Thirty-nine years ago, this coming Tuesday, I was ordained a priest in the Anglican Church of Canada. In all the thirty-nine years since my ordination, I have never missed a Sunday except for holiday or during my one sabbatical leave or during one catastrophic snowstorm. COVID-19 has done what nothing else in my life has managed to do and kept me from presiding at the table with the people among whom I serve.

So, sitting here this morning, knowing that the church building in which I would usually worship today is empty, feels utterly surreal. All those people who would normally make their way to church to connect with one another and to renew their awareness of their connection with God opening their hearts to beauty and truth, are instead sitting at home observing the essential and very important practise of social distancing.

Church exists in part to help overcome social isolation. We seek to facilitate contact, contact with the divine and contact with all parts of God’s creation. We are the training ground for intimacy and vulnerability. And yet here we are being mandated to keep our distance as we must, to avoid people we love, stay as far as possible away from strangers, build plexiglass barriers to avoid contact.
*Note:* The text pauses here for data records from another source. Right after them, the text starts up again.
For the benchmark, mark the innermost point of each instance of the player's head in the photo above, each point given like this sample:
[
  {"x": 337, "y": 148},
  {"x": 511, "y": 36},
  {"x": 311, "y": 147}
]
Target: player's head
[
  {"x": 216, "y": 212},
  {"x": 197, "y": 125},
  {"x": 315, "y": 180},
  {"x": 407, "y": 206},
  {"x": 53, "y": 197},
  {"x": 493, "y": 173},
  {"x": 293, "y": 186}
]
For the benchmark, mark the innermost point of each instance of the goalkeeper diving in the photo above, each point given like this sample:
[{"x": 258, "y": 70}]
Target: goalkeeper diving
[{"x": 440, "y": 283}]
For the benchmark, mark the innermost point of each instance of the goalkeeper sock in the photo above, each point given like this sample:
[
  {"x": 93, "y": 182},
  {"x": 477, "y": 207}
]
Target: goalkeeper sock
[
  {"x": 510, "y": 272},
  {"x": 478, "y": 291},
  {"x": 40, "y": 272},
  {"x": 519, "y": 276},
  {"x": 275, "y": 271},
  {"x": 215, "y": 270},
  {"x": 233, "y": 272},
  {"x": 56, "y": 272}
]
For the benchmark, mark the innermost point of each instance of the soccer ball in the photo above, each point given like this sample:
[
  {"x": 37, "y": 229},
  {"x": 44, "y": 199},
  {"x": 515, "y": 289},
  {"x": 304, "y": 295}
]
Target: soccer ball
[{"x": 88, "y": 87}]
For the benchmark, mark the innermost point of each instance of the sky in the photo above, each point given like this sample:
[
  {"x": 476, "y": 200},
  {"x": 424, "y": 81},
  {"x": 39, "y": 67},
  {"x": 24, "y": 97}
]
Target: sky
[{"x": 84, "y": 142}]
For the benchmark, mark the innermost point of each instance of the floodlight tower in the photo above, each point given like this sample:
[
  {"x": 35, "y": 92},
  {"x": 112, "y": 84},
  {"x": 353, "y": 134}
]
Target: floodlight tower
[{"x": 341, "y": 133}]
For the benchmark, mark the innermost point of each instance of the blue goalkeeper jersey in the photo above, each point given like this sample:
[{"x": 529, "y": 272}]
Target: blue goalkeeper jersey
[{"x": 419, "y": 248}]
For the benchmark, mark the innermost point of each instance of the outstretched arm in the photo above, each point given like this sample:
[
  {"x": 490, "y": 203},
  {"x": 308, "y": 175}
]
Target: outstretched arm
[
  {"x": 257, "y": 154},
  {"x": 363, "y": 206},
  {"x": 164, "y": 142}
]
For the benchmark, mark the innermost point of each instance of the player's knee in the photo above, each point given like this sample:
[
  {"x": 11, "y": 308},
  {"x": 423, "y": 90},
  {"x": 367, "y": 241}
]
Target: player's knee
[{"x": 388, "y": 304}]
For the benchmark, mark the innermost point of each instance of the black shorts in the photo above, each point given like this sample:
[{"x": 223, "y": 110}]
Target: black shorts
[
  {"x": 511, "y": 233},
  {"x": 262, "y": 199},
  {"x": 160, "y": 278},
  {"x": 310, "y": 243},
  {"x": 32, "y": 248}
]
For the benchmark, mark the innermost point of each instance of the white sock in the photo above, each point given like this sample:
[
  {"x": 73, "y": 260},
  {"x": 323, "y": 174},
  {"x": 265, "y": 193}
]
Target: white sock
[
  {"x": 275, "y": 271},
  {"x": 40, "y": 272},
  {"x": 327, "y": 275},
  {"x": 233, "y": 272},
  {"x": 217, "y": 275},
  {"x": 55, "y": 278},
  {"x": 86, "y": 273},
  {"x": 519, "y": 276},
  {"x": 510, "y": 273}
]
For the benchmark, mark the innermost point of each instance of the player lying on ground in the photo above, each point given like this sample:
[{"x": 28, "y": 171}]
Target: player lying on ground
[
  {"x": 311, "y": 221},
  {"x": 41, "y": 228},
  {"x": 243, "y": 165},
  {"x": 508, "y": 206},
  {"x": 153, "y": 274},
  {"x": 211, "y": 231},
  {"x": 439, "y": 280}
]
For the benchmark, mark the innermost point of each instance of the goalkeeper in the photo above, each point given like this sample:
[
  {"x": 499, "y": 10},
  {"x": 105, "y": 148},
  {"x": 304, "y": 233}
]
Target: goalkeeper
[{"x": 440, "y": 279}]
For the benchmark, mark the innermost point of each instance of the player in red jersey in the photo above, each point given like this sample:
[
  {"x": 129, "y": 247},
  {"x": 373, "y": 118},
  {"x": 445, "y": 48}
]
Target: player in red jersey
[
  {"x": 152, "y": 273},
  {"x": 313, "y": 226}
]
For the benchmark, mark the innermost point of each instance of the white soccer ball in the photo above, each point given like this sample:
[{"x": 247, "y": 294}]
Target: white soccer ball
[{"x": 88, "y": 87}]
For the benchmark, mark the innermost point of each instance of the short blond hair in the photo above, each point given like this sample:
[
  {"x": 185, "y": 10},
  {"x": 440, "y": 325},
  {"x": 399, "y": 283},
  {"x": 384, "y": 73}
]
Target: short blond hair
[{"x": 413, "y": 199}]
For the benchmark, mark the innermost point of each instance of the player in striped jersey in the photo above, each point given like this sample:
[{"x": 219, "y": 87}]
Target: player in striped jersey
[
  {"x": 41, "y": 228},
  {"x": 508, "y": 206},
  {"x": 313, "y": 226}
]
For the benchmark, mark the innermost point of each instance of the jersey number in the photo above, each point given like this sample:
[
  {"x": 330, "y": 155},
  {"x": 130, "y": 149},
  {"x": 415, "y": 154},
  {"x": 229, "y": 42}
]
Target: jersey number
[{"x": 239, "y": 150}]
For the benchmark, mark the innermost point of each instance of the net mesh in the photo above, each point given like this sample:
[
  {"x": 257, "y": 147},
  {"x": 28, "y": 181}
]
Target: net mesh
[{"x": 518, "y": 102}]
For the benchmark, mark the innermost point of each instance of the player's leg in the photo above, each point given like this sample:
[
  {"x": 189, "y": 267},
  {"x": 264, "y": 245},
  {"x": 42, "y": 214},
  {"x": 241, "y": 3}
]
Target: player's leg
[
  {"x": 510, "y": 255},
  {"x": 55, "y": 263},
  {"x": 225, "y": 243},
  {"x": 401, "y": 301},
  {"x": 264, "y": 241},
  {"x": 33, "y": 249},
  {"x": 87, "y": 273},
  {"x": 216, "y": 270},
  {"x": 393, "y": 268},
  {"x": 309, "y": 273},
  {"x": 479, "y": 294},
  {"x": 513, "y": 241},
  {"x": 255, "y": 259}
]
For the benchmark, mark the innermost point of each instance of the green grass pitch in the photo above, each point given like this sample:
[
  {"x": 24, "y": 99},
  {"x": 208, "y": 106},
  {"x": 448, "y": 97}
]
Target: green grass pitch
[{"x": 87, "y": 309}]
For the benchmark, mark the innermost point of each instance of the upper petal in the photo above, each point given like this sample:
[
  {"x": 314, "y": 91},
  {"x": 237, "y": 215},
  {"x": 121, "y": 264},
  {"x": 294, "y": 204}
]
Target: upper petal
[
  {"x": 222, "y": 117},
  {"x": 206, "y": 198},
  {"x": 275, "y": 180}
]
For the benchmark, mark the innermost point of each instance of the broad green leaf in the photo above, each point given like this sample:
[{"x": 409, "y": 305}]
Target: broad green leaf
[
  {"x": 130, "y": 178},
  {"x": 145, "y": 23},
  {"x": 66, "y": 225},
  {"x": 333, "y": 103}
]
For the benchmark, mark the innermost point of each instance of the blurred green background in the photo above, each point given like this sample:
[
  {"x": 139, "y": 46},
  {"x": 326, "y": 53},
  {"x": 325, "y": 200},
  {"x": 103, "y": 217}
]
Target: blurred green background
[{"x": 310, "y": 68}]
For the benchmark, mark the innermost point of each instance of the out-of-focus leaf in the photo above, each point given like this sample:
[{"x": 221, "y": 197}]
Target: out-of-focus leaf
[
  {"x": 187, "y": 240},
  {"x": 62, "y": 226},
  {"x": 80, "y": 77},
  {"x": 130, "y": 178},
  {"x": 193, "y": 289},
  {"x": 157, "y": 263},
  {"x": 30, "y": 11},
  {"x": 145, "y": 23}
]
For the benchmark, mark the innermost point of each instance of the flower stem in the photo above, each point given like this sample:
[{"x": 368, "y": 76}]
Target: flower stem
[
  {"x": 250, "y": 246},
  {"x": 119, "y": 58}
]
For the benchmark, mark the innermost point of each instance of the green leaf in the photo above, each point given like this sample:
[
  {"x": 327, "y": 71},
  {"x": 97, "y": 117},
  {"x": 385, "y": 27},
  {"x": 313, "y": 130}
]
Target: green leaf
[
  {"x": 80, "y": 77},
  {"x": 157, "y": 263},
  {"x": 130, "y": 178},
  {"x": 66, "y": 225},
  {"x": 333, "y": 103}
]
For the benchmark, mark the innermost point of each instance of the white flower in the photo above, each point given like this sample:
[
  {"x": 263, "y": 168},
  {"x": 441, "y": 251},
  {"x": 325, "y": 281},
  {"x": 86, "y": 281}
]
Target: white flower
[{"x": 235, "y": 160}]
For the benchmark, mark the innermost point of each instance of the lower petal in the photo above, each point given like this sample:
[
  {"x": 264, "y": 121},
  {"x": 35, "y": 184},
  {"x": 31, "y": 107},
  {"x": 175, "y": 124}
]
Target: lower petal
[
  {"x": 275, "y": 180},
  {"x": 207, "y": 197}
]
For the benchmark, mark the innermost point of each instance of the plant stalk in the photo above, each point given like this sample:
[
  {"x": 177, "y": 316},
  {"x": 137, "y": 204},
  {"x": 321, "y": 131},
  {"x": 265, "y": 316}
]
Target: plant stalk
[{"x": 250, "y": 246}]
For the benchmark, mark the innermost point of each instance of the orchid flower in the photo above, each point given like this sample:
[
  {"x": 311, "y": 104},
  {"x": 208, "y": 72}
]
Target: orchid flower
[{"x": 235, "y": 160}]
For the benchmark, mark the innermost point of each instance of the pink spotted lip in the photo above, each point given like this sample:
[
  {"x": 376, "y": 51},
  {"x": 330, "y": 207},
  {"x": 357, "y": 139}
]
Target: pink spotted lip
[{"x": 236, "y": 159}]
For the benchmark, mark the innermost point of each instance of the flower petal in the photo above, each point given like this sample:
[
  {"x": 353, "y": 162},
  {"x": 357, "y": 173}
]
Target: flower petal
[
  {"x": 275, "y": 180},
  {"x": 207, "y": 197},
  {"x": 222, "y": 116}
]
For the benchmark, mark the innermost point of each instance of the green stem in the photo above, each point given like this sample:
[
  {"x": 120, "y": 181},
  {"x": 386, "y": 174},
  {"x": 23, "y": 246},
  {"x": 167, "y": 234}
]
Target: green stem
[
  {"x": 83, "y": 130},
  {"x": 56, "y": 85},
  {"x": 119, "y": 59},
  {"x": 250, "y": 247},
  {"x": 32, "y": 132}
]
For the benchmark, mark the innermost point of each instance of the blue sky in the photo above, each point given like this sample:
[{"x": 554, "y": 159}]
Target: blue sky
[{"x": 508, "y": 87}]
It is an awkward uneasy space to hold. It is inconceivable that life may go on like this for weeks, even months. What is going to happen to intimacy? How will we navigate the terrain of personal connection and human touching in the future?

Life is going to be radically different when Coronavirus finally subsides. Even the experts have no real idea what lies ahead for institutions and human relations.

As I sit with all this discomfort and unknowing, I realize that, in truth, the situation we face today is only a somewhat more dramatic form of the reality in which we always live. The difference is that most of the time I am able to comfort myself with the fragile illusion that I am in control and that I really know what is going on.

In Mark’s Gospel, the Gospel writer tells the story of a man in Bethsaida who was blind. His friends brought him to Jesus and begged Jesus “to touch him.” Instinctively, they seem to have understood that touch is healing.

Jesus took the man who was blind and led him to an isolated place. Then Jesus “put saliva on his eyes and laid his hands on the man.”

I am not sure how it feels to have someone put “saliva” on your eyes. But I imagine it would be an unsettling experience. The man who was blind must have felt, at least confused, if not repulsed and humiliated by the sound of spitting followed by the feeling of a stranger’s hands moistening his eyes. What could this awkward action possibly mean? How do you understand having spit rubbed on your face?

If, nothing else, this is a gesture of intimacy and vulnerability. It signifies everything we seek to avoid in life. And yet, curiously, it is this very gesture that begins the process of healing.

Jesus asked him, “Can you see anything?” And the man looked up and said, “I can see people, but they look like trees walking.” (Mark 8:24)

Many of us, having been blind, might well have settled for “trees walking.” But Jesus wants more for this man and the man is willing to submit even further to this strange process. So,

Jesus laid his hands on his eyes again; and he looked intently and his sight was restored, and he saw everything clearly. (Mark 8:25)

It is difficult in the midst of chaos to see “everything clearly”. It is difficult, when life is so obviously out of control, to see anything “clearly”.  It feels as if the best we might hope for is the partial vision that sees people who “look like trees walking.”

Most of the time I see with the “trees walking” kind of blurry vision. But, when I submit to the “touch” of love and bear the pain of not knowing the way forward, I always come to see more clearly.

In this time of isolation and forced distance, I need to find ways to embody the “touch” and vulnerability that heal and bring clarity to the circumstances we face. Only the clarity that comes from “touch” will enable us to move forward with hope and confidence into the uncertain future we face.